Daarmee hebben we denk ik al wel in tien landen gespeeld. Officieel heet het Het Brabants Fietsharmonisch Orkest. Dat is een professioneel orkest wat je kunt boeken. Ja, het is best druk. Voor de zomer heb ik mijn bevoegdheid voor docent muziek gehaald en nu geef ik ook twee dagen in de week muziekles op het Olympus in Arnhem. En op maan- dag dirigeer ik een orkest in Gendt, een soort popband met veel blazers. Op donderdag twee jeugd bigbands in Arnhem en op vrijdag Wit Lof en daarna de repetitie bij Con Amore.’
Wel leuk dat je hier in de omgeving zo breed geworden bent en bezig kunt zijn met muziek. ‘Ja dat was ook mijn doel. Ik wilde graag voor een derde deel trompet spelen om geld te verdienen, voor een derde dirige- ren en trompetles geven en de rest voor de klas staan. Juist die afwisseling vind ik zo leuk. Verder speel ik trompet, akoestisch gitaar, basgitaar, drums en piano. Dat heb ik vooral geleerd in mijn studie voor docent.
Gitaar wilde ik graag voor de klas kunnen spelen. Dan kan ik meteen rondkijken en de leerlingen zien. Piano vind ik daarvoor wat moeilijker.’
Je komt net als Marleen ook uit een muzikaal gezin, niet?
‘Jawel, mijn vader speelt klarinet bij Con Amore en mijn zussen Aukje en Harmke, vormen met Daan, de vriend van Aukje, de band Bogman and the Deltagirls. Die spelen een beetje Keltisch, Gospel en Countrymuziek. Mijn moeder speelde vroeger ook een beetje gitaar. En ik ben eigenlijk trompet gaan spelen om mijn longen te oefenen omdat ik astmatisch was. Daar heb ik veel aan gehad.’
Wat zijn je nabije toekomstplannen?
‘Nou ik heb zoveel nieuwe dingen die ik nog maar kort doe, die wil ik nu eerst eens goed voor elkaar krijgen. Dat lesgeven op de middelbare school dat wil ik vooral goed op de rit zetten. De meeste leerlingen daar zijn nog te speels zeg maar, ze hebben allemaal ‘een rugzakje’ zeg maar, dus daar ben ik wel streng en duidelijk. Dat is goed voor ze en dan kun je ook muziek maken zonder dat ze de tent afbreken. Ik wil ze in elk geval leren noten lezen.’

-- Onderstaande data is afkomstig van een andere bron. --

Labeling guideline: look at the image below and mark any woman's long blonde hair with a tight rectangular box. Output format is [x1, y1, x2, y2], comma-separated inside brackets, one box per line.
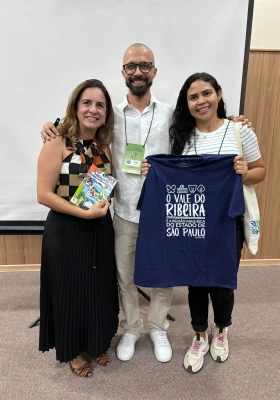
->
[57, 79, 114, 146]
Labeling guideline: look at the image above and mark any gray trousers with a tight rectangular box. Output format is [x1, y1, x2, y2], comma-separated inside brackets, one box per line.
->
[113, 214, 173, 335]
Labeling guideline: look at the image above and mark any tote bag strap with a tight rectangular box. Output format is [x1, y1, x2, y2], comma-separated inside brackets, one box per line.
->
[233, 122, 243, 156]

Aan welke instrumenten is er bij Con Amore tekort?
‘Er kunnen altijd klarinetten bij. Dan wordt het geluid alleen maar mooier. En laag koper, dus trombone, bariton en bas. Daarvan zit er niks in de opleiding.’

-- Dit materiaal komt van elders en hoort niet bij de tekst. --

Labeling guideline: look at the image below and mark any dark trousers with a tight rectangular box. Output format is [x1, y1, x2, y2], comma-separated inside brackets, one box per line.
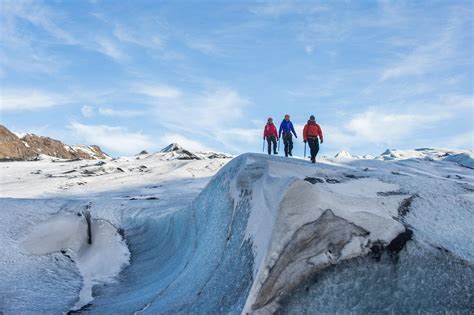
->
[267, 136, 277, 154]
[308, 138, 319, 161]
[282, 133, 293, 156]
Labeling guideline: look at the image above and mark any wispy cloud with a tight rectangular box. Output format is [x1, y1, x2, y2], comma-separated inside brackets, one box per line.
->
[250, 0, 326, 17]
[134, 84, 181, 98]
[95, 37, 129, 62]
[69, 122, 154, 154]
[81, 105, 146, 118]
[0, 88, 70, 111]
[380, 6, 472, 81]
[113, 24, 164, 49]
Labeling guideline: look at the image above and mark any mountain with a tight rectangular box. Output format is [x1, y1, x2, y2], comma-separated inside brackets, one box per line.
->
[138, 143, 232, 161]
[375, 148, 474, 168]
[334, 150, 356, 160]
[0, 125, 110, 161]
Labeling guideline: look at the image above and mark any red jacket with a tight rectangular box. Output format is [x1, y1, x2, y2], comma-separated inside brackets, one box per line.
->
[303, 121, 323, 142]
[263, 123, 278, 139]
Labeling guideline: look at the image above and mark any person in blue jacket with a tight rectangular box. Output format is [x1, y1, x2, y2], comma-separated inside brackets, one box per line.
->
[279, 114, 298, 157]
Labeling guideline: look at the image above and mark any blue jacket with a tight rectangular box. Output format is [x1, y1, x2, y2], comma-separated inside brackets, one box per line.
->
[278, 119, 298, 138]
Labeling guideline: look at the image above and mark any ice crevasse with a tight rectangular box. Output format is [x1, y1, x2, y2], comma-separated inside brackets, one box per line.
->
[1, 154, 474, 314]
[93, 154, 408, 313]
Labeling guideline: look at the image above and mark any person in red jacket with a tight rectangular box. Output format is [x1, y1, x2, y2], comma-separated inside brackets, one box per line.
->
[303, 115, 324, 163]
[263, 117, 278, 155]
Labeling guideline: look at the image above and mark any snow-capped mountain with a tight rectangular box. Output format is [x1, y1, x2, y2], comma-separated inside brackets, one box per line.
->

Okee, genoteerd. Wat wil je tot slot nog kwijt?
‘Tsja, Con Amore is een gezellige vereniging en ik heb een leuke taak om Wit Lof te dirigeren. Maar ik vind het ook wel fijn om er zelf in te spelen. Je maakt samen muziek en ook daarna is het samen gezellig aan de bar. Con Amore is echt een bloeiende club.’
Con Amore is niet weg te denken uit jullie leven. Je hebt Marleen daar ook ontmoet, niet?

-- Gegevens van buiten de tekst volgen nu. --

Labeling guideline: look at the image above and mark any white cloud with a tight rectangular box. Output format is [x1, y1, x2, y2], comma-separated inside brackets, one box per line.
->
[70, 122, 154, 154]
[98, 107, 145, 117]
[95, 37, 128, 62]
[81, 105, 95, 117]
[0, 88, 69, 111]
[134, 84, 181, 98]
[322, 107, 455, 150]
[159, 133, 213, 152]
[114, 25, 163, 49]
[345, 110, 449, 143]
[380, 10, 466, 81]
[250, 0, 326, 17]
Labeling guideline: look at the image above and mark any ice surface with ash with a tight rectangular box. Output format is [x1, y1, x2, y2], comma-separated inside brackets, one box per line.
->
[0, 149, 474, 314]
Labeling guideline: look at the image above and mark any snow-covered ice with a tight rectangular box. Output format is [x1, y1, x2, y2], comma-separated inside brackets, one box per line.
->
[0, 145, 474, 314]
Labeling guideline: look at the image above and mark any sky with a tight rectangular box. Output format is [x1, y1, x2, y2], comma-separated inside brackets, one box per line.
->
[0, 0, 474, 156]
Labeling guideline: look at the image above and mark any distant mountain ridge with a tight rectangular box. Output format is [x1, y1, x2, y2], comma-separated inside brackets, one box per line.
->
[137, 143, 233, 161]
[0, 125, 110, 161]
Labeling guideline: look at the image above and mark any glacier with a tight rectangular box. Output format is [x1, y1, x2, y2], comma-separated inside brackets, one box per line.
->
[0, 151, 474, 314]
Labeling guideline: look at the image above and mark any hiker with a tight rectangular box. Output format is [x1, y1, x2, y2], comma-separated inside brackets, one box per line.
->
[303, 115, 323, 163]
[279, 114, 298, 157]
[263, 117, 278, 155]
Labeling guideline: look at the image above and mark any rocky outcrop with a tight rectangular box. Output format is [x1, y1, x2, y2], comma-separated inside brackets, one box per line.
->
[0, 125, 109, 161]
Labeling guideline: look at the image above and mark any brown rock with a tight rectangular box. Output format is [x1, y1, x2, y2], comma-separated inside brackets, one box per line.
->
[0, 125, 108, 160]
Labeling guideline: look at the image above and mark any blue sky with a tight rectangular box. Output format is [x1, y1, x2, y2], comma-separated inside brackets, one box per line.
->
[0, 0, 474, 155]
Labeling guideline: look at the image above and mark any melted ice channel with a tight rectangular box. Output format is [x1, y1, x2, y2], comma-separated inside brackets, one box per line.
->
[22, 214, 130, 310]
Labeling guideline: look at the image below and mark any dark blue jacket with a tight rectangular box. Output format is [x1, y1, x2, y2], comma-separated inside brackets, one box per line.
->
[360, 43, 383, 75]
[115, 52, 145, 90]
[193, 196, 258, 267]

‘Ja, Marleen kreeg les van mij maar toen was er niks tussen ons hoor. Marleen was toen vijftien en ik eenentwintig. We kregen pas veel later iets. Dat ging geleidelijk. Sommige leden van Con Amore zagen het wel aankomen, zeiden ze, en anderen zagen meer dan er was.
Na mijn studie hebben we een hele poos in Arnhem gewoond en nu, als een gelukkig toeval, wonen we alweer twee jaar hier in Oosterhout.
Helemaal happy’.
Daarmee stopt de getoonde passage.